10. Restructuring Charges

We have recorded restructuring charges related to our acquisitions and on occasion to eliminate redundancies, improve our operational efficiency and reduce our operating costs. These cost reduction measures included workforce reductions relating to restructuring our workforce, the exiting of certain leased facilities and the consolidation of space in certain other facilities. In accordance with applicable FASB guidance, our restructuring charges are broken down into acquisition-related and other restructuring costs. These restructuring charges include employee severance costs and costs related to the reduction of office space. No business activities of the companies that we have acquired were discontinued. The workforce reductions were typically from all functional areas of our operations.

Fiscal 2019 Restructuring Charges

During the first nine months of fiscal 2019, we incurred restructuring costs of $16.7 million related to employee severance costs for personnel actions taken across all functions of our organization primarily in our Americas and EMEA regions and facilities charges related to exiting or consolidating space in facilities primarily in the Americas region. During the first nine months of fiscal 2019, we made cash payments of approximately $7.6 million related to these actions. We expect to complete these actions during the remainder of fiscal 2019.
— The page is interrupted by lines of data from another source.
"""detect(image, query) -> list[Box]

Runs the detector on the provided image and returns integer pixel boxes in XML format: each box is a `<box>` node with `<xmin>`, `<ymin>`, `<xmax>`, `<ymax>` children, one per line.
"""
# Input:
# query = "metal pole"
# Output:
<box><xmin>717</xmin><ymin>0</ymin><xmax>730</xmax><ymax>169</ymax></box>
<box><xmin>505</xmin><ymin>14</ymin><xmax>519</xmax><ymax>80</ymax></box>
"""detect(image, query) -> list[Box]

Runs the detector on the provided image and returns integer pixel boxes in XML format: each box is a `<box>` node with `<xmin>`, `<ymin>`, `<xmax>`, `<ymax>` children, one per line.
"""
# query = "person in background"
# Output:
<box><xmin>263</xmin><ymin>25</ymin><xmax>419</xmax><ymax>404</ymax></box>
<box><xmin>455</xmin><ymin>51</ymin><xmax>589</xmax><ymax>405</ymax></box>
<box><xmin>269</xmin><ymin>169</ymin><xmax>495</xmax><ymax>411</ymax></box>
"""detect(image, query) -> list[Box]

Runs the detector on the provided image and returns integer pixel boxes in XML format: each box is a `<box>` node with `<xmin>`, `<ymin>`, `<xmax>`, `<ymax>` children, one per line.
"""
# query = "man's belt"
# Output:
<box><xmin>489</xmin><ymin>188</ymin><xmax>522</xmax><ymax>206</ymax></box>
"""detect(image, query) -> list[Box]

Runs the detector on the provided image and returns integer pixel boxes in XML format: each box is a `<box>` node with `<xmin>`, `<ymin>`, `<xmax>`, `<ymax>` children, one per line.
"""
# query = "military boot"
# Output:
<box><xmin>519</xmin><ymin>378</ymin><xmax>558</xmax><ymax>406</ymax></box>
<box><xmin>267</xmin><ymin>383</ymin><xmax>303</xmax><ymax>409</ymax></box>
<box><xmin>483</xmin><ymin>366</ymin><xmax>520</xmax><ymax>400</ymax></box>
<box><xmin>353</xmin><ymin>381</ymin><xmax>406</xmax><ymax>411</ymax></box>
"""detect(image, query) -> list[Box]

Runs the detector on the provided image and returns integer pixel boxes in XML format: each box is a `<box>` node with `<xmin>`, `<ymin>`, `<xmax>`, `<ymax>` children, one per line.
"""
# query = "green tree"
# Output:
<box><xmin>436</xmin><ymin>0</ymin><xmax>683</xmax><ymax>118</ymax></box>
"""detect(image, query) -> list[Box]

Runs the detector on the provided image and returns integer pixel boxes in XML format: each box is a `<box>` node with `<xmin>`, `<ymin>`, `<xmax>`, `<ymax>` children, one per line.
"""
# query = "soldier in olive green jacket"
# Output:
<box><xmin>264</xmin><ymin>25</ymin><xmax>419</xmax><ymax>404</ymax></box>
Fiscal 2019 Acquisition-Related Charges

During the first nine months of fiscal 2019, we incurred acquisition-related restructuring costs of $0.3 million related to the operations of our fiscal 2019 acquisitions. During the first nine months of fiscal 2019, we made cash payments of approximately $0.1 million related to these actions. These restructuring charges included employee severance costs related to redundant positions. We expect to complete these actions during the remainder of fiscal 2019.

Fiscal 2018 Restructuring Charges

During fiscal 2018, we incurred restructuring costs for employee severance costs primarily for personnel actions taken in our professional services and sales organizations in our Americas and EMEA regions and for facilities charges related to exiting or consolidating space in facilities in the Americas and EMEA regions. During the first nine months of fiscal 2019, we made cash payments of approximately $7.2 million related to these actions. We expect to complete these actions during the remainder of fiscal 2019.

Previous Restructuring and Acquisition-Related Charges

Prior to fiscal 2018, we had completed certain restructuring activities related to our ongoing operations as well as a series of acquisition-related restructuring actions. During the first nine months of fiscal 2019, we recorded net restructuring costs reversals of $0.2 million, and we made cash payments of $2.4 million related to these actions. The remaining accruals associated with these prior restructuring charges relate primarily to lease obligations associated with the closure of redundant offices acquired in prior business combinations, as well as contractual payment obligations of severed employees. Actions related to these restructuring activities have been completed.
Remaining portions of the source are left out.